Saturday, November 13, 2010

The Evolution of a Chili

When we were first married, I made a simple chili that took one of everything-- so it was easy for me to remember. Here is the recipe:

1 onion
1 green pepper
1 lb of hamburger
1 can of tomatoes
1 can of kidney beans
1 tablespoon oregano
1 tablespoon chili powder

It works, but is fairly boring... particular after years of the same. So we came up with a major modification that we both love-- we add half a jar of "sweet and hot" peppers. Some brands call them salad peppers. It adds a vinegary twang. And a little sweetness. I'm sure it's not for everyone, but has become our signature and I miss it in other chilis.

And then somewhere along the line, we began having some chili discord. Ron likes whole tomatoes; I like diced or crushed. I like my green pepper in big bite-sized pieces; Ron likes them diced smaller. He likes to add garlic and three tablespoons of chili powder. I like garlic in my salsa, but not really in my chili.

Then one day, he decided that my chili sucked. I remember... he dumped a pot of my chili in the garbage.

So now, by royal decree of the Queen (you can call me "Q"), he makes all the chili.

And he's gotten really good at it. He learned to cut the peppers the right way, and we both now like a lot of green pepper and chili powder-- or cumin and cayenne if we're getting fancy. Today he put in three green peppers.

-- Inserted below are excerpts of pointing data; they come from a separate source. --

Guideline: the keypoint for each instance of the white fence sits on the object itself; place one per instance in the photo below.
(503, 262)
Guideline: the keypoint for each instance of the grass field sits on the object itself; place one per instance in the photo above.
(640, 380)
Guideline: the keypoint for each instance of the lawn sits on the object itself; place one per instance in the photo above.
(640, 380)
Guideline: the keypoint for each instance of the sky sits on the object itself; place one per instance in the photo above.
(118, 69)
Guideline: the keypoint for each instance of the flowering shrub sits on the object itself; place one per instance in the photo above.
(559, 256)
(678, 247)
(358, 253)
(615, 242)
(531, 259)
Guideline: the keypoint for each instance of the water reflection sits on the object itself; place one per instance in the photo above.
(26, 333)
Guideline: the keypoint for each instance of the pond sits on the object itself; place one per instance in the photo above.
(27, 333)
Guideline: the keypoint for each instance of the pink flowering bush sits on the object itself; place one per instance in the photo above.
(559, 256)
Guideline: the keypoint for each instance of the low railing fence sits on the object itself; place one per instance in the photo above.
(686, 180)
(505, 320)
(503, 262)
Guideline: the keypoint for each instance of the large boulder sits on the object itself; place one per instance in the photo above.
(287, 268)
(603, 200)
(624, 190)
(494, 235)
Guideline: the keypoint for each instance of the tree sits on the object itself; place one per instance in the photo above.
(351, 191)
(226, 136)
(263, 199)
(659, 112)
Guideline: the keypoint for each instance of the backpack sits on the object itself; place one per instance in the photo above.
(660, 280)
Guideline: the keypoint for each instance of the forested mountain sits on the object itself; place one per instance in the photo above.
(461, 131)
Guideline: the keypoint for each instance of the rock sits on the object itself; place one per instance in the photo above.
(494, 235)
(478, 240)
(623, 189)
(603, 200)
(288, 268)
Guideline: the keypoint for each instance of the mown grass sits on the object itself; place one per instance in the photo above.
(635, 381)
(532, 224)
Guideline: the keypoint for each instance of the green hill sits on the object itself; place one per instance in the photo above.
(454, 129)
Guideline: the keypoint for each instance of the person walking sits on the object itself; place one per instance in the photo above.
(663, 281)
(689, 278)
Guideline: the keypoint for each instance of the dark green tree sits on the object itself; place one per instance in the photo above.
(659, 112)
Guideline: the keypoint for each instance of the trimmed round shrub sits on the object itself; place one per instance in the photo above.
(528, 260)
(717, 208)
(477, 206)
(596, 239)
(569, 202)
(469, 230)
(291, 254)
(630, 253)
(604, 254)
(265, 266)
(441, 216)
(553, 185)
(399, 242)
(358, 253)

I "let" :) him use the whole tomatoes and the garlic, but he has to cut up the tomatoes some and crush and then dice only one clove of garlic. Sometimes he adds black beans. Sometimes he adds a fresh banana pepper or jalapeno if they show up in our Papa Spuds box.

But his chili must have those sweet salad peppers in there. Not that I would ever throw HIS chili in the garbage!

I've never figured out the nutritional value. I'm sure the meat adds fat and protein, the beans add fiber and protein, and the canned tomato and beans add (too much) sodium. I feel as if it's a fairly balanced meal.

I give it 4 spoons for love and satisfaction, since it is our chili and I love it and it has some history to it. I'm going to give it 4 spoons for nutrition too, until research proves otherwise. So with 8 out of 8 spoons, this makes my husband's chili the perfect soup. At least for me.

The entire pot cost about $13 and will last us about three meals. Making it the best value so far as well.

1 comment:

  1. I've never heard of salad peppers. The vinagery mix sounds great. Our chili is different every time, but always delicious. I like lots of cumin, sometimes using seed instead ground. Fennel seed adds a nice twist to the flavor.